ATTENTION SPOILERS !!
Second long-métrage de Dominique Moll, "Harry, un ami qui vous veut du bien" démarre plutôt bien. Sergi Lopez campe un psychopathe débonnaire et plein de fric (Harry) qui rencontre un ancien copain de lycée par hasard et ne tarde pas à s’incruster dans sa vie, lui achète un 4x4 et récite par cœur des textes datant du lycée que Michel (Laurent Lucas), jeune père de famille débordé, a complètement oublié - cela donne lieu à une scène à table plutôt réussie, largement reprise au moment de la sortie. Ça se gâte lorsque Harry commence à faire le vide autour de son ancien copain, c’est à dire envoyer ad patres ses parents, son frère, puis tenter dans une scène finale abracadabrantesque d’occire sa femme (Mathilde Seigner, grande lectrice de Télé 7 Jours) et ses enfants...
D’abord, les acteurs semblent livrés à eux-même. Sergi Lopez, fortement marqué "Western" (donc bons sentiments), en rajoute dans le registre psychopathe calculateur, mais à aucun moment n’arrive à faire peur - la perversité du personnage ne s’exprime que par les actes qu’il perpétue, et il a beau gober des œufs crus à 4 heures du matin, on n’en a pas la chair de poule pour autant. Michel, le père de famille, est une sorte de Droopy lymphatique dont l’expression ne change jamais tout le long du film - même quand Harry lui propose de buter sa famille au complet, il conserve cette (non) expression figée, plongé dans une torpeur propre aux dépressifs bourrés de neuroleptiques (personellement, j’aurais ajouté "si tu es d’accord, cligne de l’œil une fois").

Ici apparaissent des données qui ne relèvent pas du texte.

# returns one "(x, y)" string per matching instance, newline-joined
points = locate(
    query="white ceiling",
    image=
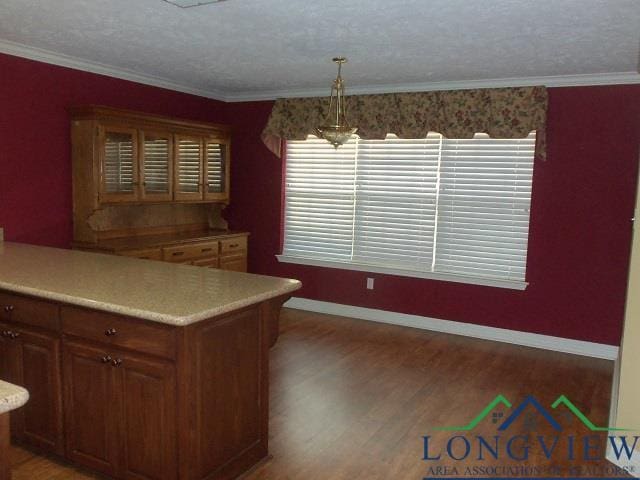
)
(258, 49)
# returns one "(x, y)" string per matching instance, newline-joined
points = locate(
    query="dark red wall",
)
(35, 165)
(583, 200)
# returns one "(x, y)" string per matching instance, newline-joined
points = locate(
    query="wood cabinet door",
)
(216, 169)
(147, 423)
(188, 171)
(90, 407)
(229, 398)
(10, 364)
(41, 418)
(118, 159)
(156, 166)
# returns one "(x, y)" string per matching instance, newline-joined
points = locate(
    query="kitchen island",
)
(138, 369)
(11, 397)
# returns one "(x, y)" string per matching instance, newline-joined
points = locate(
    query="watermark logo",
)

Certains y ont vu une composition géniale, glorifiant la paralysie faciale comme stade ultime du jeu d’acteur. Ne parlons pas des rôles féminins, ils sont là pour la décoration (ah !, les décolletés de Sophie Guillemin)
Le film est truffé de symboles lourdingues qui feront la joie d’exégètes paresseux - comme le puit comblé par Michel qui symbolise son passé (que Harry vient raviver). Le thème le plus risible est sans doute la révélation (par Harry) des talents cachés d’écrivain de Michel, qui se met du jour au lendemain à noircir des pages entières pour écrire la suite du récit qu’il avait publié dans le journal du lycée : Il ne faut pas compter sur Laurent Lucas (Michel) pour rendre crédibles les motivations de cette passion soudaine, tant son jeu frôle l’autisme.
Ce qui plombe surtout le film, c’est sa construction totalement bancale - aux antipodes des références du genre (comme Hitchcok auquel certains ont vaguement comparé le film), où la terreur et l’angoisse vont crescendo, jusqu’à un dénouement final : ce film ne recèle aucune montée en puissance. On ne sursaute pas un seul instant, le rythme est bancal, les séquences dramatiques où Harry bute les proches de son ancien copain alternent avec des périodes interminables où l’action retombe. Tout cela pour finir par une surenchère totalement invraisemblable (plus comique que fantastique) où Harry propose à Michel de buter sa femme et ses filles, et le bon père de famille ne répond rien (ou peut-être exprime quelque chose sur son visage, mais c’est de l’ordre du subliminal) puis, sans exprimer de peur ou de haine, il tue Harry froidement avec un couteau, comme ça, sans un mot, et, toujours sans émotion apparente, le balance dans le puis qu’il était en train de combler depuis le début du film. La petite famille rentre chez elle, et le mot FIN s’inscrit sur l’écran. Une fin politiquement correcte pour un film faussement subversif.